Pissarro’s significance was recognized early on by his peers—and fitfully by officialdom. In the 1850’s, 60’s, and early 70’s, international “Salon” exhibitions offered the only hope for commercial success and acclaim in France. But admission was controlled by adherents of the Ecole des Beaux Arts, whose teachers held to a petrifying methodology. Vanguard artists had to deal with the Salons or, somehow, without them.
One of Pissarro’s unorthodox landscapes was accepted for the 1859 Salon, where it was noted appreciatively by the critic Alexandre Astruc. In 1863, his participation in the Salon des Refusés—a protest against the official Salon—made him anathema, but his work was so strong that it was nevertheless accepted for the Salons of 1864, ’65, and ’66. In his review of the last of these, Emile Zola, the great novelist and art critic, and a supporter of the avant-garde, wrote about Pissarro: “Thank you, Sir, your winter landscape refreshed me for a good half-hour during my trip through the great desert of the Salon. I know that you were admitted only with great difficulty.” In the same year, the painter Guillemet would write, “Pissarro alone continues to produce masterpieces.”

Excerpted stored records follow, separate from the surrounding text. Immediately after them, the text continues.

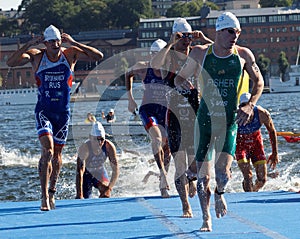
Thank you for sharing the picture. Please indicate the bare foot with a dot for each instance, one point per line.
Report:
(187, 213)
(150, 173)
(163, 182)
(220, 206)
(45, 204)
(192, 189)
(206, 225)
(51, 200)
(164, 193)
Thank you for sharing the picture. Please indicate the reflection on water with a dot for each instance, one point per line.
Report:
(20, 152)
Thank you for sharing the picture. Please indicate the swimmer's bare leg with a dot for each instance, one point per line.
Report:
(220, 204)
(204, 194)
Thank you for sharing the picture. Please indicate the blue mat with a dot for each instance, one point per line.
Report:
(251, 215)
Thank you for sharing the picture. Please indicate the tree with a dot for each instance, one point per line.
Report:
(263, 64)
(189, 9)
(126, 13)
(283, 65)
(275, 3)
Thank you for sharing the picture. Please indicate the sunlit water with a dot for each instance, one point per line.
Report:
(20, 152)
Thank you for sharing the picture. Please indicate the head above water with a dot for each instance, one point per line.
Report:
(157, 45)
(227, 20)
(181, 25)
(98, 130)
(52, 33)
(245, 97)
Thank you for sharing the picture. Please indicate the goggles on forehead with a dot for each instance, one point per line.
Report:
(187, 35)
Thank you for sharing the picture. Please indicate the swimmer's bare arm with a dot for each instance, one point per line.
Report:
(248, 61)
(25, 55)
(140, 69)
(266, 120)
(192, 65)
(112, 156)
(80, 51)
(83, 153)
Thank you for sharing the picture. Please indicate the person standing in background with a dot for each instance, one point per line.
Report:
(250, 148)
(182, 107)
(54, 71)
(110, 117)
(221, 66)
(153, 111)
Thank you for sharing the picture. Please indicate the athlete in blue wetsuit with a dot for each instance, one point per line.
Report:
(153, 111)
(91, 171)
(182, 106)
(54, 70)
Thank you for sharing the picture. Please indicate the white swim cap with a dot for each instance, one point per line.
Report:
(98, 130)
(245, 98)
(51, 33)
(157, 45)
(181, 25)
(227, 20)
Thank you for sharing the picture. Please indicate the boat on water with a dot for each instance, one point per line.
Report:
(292, 84)
(119, 92)
(122, 128)
(23, 96)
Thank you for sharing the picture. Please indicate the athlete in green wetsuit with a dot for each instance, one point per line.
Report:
(221, 66)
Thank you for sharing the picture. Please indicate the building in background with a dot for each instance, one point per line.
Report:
(265, 31)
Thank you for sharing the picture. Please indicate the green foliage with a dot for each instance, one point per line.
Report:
(275, 3)
(188, 9)
(8, 27)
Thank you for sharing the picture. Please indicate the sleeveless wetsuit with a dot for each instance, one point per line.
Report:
(95, 173)
(52, 111)
(181, 113)
(249, 142)
(154, 102)
(220, 78)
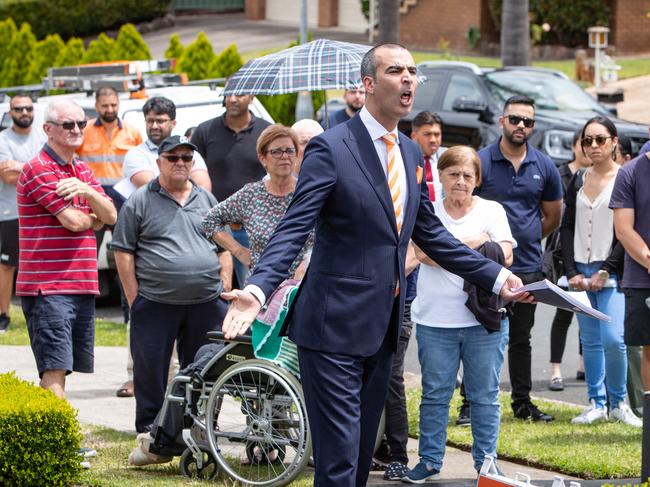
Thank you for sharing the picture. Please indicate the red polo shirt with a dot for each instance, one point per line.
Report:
(52, 259)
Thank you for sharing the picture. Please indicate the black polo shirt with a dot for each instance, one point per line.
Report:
(231, 157)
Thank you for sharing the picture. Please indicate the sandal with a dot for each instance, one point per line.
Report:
(126, 390)
(140, 456)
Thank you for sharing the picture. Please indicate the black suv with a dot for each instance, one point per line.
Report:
(470, 99)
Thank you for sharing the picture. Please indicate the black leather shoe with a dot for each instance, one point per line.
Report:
(529, 410)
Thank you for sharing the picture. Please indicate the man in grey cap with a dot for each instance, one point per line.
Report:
(169, 271)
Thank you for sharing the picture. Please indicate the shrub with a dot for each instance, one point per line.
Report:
(130, 45)
(72, 54)
(227, 63)
(18, 58)
(39, 436)
(198, 59)
(80, 17)
(101, 49)
(175, 48)
(46, 50)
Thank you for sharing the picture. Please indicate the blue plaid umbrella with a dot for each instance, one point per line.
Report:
(322, 64)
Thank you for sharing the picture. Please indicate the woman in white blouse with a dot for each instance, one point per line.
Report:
(447, 331)
(592, 258)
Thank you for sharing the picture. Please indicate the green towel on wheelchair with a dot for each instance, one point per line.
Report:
(267, 344)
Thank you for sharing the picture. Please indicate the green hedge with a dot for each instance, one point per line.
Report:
(39, 436)
(71, 18)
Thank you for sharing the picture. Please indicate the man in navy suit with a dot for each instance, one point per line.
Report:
(349, 308)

These early responses indicate clearly enough that Pissarro was creating something unusual. In fact, he was inventing abstraction, the ingredients of which he had gleaned from his precursors. As early as 1864, he was using elements of landscape as abstract designs, making lines and shapes be lines and shapes as well as representations of objects and scenic depth.
Camille Pissarro was born on the island of St. Thomas in the Caribbean, a child of middle-class Jewish merchants originally from Bordeaux. Schooled in Paris from 1841 to 1847, he went back to the island to enter the family business, but eventually sloughed off his family’s expectations to go draw and paint in Venezuela. He returned to Paris for good in 1855, followed not long afterward by his parents.
In 1860, Pissarro began a liaison with Julie Vellay, his mother’s cook’s assistant. They married in 1871, had eight children, and remained together until Camille’s death in 1903. The relationship cost him a large part of his mother’s affections and financial support; as a consequence, most of Pissarro’s adult life would be a dire struggle for money.
And Cézanne? For over 20 years, from the time they met in 1861, he sought and received Pissarro’s advice and help. The young Cézanne, awkward in art as in person, was ridiculed in Paris—but not by Pissarro, who, perhaps seeing something of himself in the impolitic frankness of the younger man’s work, recognized his unusual talent immediately and never faltered in his support.
The two became close friends; by the early 1870’s, Cézanne was so eager to work in Pissarro’s company that he moved near him. That they influenced each other is beyond doubt. “We were al- ways together!,” Pissarro wrote of those years, when the volatile Cézanne’s attachment was intense. In particular, Pissarro’s obsessive approach to work, to mining his own vision, helped Cézanne to release his blocked personality, showing him how emotional content would come on its own and allowing him to channel his anxious energy into the formal problems of painting.
Monet has often been represented as the genius of Impressionism, and a genius he certainly was. He was also the instigator of the first Impressionist exhibition in 1874. Nevertheless, in a review of that show, the critic Armand Silvestre could refer to Pissarro as “basically the inventor of this painting.” One can see why.